POSTMORTEM is a documentary feature that is at once personal memoir, true crime and family history as director Marilyn Ness confronts a legacy of secrecy and trauma using the communal power of theater and film.
Status
Production
About the Filmmakers
Marilyn Ness is a two-time Emmy, Peabody, and DuPont Award-winning filmmaker and works as a director and producer and a member of the Academy of Motion Picture Arts and Sciences. Most recently, she produced the Netflix Original documentary BECOMING, about former First Lady Michelle Obama nominated for four Primetime Emmys. Ness also produced DICK JOHNSON IS DEAD (dir. Kirsten Johnson), which premiered at the 2020 Sundance Film Festival, won the Special Jury Award for Innovation in Non-fiction Storytelling, was shortlisted for the 2021 Academy Award® - Best Documentary Feature, nominated for an Independent Spirit Award, the PGA Award for Best Documentary, and four Cinema Eye Honors. The film won two IDA Awards and the Critics’ Choice Award for Best Documentary Feature. She directed CHARM CITY which premiered at the 2018 Tribeca Film Festival, was shortlisted for the 2019 Academy Award® - Best Documentary Feature, broadcast on Independent Lens on PBS, and was nominated for an Emmy. Before that, she produced CAMERAPERSON (dir. Kirsten Johnson), which premiered at the 2016 Sundance Film Festival, was released by the Criterion Collection, and was shortlisted for the 2017 Academy Awards® - Best Documentary Feature. Ness produced TRAPPED (dir. Dawn Porter), which premiered at the 2016 Sundance Film Festival, received the Jury Prize for Social Impact Filmmaking, broadcast on PBS' Independent Lens, and was awarded a Peabody. She also produced Katy Chevigny and Ross Kauffman’s feature documentary E-TEAM, which premiered at the Sundance Film Festival in 2014 and was bought by Netflix Original, and later earned two Emmy nominations. She directed the documentary feature film BAD BLOOD: A CAUTIONARY TALE that broadcast nationally on PBS in 2011. Ness is a partner at Big Mouth Productions, a women-owned and led documentary production company.

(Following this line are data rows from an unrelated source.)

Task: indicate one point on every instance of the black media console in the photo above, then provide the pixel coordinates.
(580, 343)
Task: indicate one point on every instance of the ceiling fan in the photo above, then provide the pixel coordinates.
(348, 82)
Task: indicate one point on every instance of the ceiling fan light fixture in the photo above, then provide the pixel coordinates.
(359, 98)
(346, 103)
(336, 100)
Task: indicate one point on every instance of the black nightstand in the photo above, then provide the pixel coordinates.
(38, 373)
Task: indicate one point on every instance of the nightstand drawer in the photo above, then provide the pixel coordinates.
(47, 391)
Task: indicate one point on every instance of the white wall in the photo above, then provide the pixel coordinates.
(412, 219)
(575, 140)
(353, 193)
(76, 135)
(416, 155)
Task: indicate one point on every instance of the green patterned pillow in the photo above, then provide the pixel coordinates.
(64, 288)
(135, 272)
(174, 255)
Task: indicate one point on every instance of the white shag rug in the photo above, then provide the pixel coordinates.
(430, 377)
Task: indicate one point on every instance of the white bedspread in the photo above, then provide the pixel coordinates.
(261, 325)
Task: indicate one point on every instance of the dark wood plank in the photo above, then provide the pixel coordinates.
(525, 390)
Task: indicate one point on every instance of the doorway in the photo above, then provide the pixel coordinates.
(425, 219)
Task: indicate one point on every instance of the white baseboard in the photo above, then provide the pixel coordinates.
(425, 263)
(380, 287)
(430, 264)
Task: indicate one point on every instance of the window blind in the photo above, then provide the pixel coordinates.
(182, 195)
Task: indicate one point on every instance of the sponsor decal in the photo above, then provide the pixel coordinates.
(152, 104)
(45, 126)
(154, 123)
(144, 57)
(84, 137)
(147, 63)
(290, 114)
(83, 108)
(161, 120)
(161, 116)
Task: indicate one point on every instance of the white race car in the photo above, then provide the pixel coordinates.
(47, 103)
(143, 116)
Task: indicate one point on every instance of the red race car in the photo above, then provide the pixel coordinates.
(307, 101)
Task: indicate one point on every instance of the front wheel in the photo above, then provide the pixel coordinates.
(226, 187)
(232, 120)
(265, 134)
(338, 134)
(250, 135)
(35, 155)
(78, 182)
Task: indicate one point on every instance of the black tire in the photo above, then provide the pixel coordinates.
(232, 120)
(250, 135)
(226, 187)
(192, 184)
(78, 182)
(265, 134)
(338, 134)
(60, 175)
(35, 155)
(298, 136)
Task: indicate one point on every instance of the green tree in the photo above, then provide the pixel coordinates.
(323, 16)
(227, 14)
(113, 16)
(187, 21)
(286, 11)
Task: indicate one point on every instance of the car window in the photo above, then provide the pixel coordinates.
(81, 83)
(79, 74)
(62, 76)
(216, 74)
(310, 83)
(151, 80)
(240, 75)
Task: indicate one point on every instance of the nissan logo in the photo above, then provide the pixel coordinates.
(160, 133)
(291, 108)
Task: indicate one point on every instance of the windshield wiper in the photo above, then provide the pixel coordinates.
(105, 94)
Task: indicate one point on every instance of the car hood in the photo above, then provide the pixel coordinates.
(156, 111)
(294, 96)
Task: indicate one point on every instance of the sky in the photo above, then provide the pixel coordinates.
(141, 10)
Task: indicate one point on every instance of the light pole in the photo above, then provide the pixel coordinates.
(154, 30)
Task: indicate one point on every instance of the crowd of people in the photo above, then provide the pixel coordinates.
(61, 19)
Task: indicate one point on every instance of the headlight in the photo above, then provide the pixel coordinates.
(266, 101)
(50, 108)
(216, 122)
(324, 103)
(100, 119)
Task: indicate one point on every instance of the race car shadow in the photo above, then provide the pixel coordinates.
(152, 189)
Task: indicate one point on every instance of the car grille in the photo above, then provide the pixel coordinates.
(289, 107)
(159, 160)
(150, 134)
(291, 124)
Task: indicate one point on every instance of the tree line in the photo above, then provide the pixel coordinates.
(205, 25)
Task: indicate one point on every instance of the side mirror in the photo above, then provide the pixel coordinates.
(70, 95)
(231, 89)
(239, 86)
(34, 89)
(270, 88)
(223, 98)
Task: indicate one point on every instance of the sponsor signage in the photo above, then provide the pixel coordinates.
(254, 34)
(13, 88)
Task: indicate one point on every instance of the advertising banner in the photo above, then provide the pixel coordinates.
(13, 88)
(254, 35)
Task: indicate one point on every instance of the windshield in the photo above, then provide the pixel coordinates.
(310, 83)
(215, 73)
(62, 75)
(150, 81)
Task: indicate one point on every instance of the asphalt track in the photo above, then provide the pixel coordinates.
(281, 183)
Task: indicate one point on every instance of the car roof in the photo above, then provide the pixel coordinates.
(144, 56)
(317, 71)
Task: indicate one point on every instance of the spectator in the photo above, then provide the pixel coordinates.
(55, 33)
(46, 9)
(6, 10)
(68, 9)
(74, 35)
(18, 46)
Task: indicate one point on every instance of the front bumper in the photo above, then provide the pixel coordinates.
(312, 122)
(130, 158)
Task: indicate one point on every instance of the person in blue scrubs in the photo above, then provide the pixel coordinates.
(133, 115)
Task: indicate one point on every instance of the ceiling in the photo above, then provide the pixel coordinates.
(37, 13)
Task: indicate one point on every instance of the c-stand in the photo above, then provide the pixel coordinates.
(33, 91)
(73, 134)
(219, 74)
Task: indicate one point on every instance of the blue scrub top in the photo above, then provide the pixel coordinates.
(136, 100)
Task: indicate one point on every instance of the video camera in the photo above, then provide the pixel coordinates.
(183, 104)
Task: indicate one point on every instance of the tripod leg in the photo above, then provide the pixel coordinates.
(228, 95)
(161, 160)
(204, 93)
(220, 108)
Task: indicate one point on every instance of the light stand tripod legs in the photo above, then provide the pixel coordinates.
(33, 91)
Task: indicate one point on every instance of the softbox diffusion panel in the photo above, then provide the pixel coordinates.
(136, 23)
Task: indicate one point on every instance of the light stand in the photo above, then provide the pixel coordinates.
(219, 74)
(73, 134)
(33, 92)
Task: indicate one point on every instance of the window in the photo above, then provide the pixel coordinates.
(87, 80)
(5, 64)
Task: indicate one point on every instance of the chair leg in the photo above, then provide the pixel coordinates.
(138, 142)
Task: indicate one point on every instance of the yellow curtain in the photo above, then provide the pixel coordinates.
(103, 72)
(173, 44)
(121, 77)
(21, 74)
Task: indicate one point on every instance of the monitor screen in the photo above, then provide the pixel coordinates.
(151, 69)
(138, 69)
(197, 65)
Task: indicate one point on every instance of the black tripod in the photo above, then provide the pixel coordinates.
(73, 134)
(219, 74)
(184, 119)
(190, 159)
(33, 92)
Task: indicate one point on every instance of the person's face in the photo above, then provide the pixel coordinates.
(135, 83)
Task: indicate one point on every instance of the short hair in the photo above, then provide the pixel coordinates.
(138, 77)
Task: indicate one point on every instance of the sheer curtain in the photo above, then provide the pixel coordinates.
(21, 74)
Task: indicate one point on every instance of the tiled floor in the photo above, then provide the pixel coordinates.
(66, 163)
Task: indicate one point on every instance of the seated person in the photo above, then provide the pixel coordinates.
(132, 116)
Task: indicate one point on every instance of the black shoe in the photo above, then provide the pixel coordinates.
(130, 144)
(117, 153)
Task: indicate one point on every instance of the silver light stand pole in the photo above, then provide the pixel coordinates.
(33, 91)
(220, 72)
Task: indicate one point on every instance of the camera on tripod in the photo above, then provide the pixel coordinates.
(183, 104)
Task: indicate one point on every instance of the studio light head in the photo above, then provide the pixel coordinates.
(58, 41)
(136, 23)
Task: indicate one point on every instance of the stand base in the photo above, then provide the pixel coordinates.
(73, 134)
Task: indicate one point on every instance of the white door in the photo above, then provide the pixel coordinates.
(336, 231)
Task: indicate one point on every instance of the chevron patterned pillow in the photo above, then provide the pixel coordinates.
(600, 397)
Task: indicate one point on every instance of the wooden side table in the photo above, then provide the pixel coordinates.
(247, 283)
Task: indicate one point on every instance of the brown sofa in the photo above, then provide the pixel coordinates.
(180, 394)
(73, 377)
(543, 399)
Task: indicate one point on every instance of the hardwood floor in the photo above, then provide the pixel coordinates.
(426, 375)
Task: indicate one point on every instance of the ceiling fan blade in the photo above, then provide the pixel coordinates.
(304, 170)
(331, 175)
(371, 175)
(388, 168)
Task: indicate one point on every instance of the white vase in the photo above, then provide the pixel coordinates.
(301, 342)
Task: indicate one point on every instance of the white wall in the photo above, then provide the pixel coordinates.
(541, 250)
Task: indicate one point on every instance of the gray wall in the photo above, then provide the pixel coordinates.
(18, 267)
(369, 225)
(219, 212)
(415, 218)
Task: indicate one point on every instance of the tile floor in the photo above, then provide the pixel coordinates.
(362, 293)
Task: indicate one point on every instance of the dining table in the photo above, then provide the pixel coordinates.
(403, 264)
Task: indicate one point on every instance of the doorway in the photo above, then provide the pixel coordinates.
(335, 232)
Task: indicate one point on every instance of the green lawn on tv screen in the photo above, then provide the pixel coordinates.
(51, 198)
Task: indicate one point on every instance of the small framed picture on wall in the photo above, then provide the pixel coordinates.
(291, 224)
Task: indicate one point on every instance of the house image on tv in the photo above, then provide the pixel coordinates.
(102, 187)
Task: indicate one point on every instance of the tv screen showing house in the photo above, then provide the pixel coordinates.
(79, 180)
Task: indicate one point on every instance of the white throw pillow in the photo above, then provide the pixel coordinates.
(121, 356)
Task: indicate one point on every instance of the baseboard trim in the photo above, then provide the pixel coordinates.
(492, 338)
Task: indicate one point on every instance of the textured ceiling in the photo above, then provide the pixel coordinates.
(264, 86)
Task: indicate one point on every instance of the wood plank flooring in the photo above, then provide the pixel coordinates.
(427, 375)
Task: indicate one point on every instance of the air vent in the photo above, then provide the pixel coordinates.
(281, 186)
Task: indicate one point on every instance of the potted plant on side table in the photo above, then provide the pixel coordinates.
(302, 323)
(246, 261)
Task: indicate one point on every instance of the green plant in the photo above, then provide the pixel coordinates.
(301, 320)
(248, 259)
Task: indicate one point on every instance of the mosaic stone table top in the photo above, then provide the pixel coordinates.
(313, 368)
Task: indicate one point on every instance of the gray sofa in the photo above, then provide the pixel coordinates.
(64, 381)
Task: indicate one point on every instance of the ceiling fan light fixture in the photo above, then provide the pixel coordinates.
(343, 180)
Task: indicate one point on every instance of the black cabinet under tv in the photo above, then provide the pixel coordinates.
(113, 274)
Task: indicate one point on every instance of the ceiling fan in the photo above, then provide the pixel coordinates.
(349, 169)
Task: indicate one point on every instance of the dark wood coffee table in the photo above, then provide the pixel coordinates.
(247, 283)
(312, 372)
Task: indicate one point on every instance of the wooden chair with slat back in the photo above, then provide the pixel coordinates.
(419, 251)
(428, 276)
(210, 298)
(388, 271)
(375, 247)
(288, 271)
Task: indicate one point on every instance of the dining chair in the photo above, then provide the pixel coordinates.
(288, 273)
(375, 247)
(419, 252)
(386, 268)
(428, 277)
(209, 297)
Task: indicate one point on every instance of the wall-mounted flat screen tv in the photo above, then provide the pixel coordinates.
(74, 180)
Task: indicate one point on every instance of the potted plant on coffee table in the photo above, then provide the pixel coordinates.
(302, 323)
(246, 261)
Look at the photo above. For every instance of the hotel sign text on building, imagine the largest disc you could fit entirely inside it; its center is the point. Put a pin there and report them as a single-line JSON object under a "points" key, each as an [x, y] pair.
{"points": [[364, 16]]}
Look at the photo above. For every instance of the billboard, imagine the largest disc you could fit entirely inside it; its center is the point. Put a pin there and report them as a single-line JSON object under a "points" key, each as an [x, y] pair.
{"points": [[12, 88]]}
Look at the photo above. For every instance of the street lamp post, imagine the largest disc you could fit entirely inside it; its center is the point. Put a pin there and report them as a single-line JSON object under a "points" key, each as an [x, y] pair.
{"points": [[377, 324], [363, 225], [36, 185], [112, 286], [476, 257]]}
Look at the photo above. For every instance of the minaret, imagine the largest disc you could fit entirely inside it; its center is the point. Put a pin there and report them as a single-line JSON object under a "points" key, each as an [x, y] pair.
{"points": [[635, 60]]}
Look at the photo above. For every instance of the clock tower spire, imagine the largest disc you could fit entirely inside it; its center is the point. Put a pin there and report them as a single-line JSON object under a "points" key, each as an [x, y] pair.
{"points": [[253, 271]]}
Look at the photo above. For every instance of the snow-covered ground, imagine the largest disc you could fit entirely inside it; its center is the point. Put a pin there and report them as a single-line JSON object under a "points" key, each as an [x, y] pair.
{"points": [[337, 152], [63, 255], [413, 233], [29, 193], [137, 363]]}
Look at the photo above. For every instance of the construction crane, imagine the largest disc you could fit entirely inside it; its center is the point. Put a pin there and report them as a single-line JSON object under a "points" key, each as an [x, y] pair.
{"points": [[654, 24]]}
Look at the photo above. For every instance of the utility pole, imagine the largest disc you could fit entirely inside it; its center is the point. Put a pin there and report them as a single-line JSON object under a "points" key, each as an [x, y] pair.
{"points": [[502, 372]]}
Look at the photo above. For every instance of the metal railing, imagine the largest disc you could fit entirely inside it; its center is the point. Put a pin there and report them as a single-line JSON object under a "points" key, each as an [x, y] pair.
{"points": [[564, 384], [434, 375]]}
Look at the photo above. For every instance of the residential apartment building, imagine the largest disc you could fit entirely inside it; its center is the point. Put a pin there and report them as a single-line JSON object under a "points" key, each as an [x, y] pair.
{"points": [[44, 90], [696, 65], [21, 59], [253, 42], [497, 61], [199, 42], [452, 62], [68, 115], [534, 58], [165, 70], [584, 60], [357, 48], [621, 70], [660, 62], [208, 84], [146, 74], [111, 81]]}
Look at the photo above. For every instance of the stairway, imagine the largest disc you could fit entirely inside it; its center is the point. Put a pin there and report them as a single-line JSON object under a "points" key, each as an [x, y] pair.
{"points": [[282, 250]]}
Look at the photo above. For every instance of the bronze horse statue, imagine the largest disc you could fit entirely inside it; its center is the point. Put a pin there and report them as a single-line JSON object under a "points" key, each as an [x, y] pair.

Beth Levison is an Emmy and Peabody-winning producer/director based in NYC. Her most recent producing effort, Made in Boise, premiered at the 2019 AFI DOCS film festival and will broadcast as part of Independent Lens’ 2019/2020 season. Prior to that, Levison produced 32 Pills: My Sister’s Suicide, about director Hope Litoff’s efforts to come to terms with the mental illness and suicide of her sister; it premiered at Hot Docs and was broadcast on HBO (2017). Levison’s additional independent producing credits include Personal Statement (2018), a feature-length documentary about three high school seniors who fill the college guidance gap in their under- resourced schools, and The Trials of Spring (2015), a cross-media project including a feature-length documentary and six shorts about women human rights activists in Egypt, Tunisia, Libya, Syria, Bahrain and Yemen. Her documentary directorial debut LEMON (2011) about Brooklyn-born poet and performer Lemon Andersen was shown at some 40 festivals around the world, selected by the State Department’s American Film Showcase and broadcast on PBS. Levison is the founder of Hazel Pictures, a co-founder of the Documentary Producers Alliance (DPA), producing faculty with the School of Visual Arts MFA program in Social Documentary Film, and mom to two boys.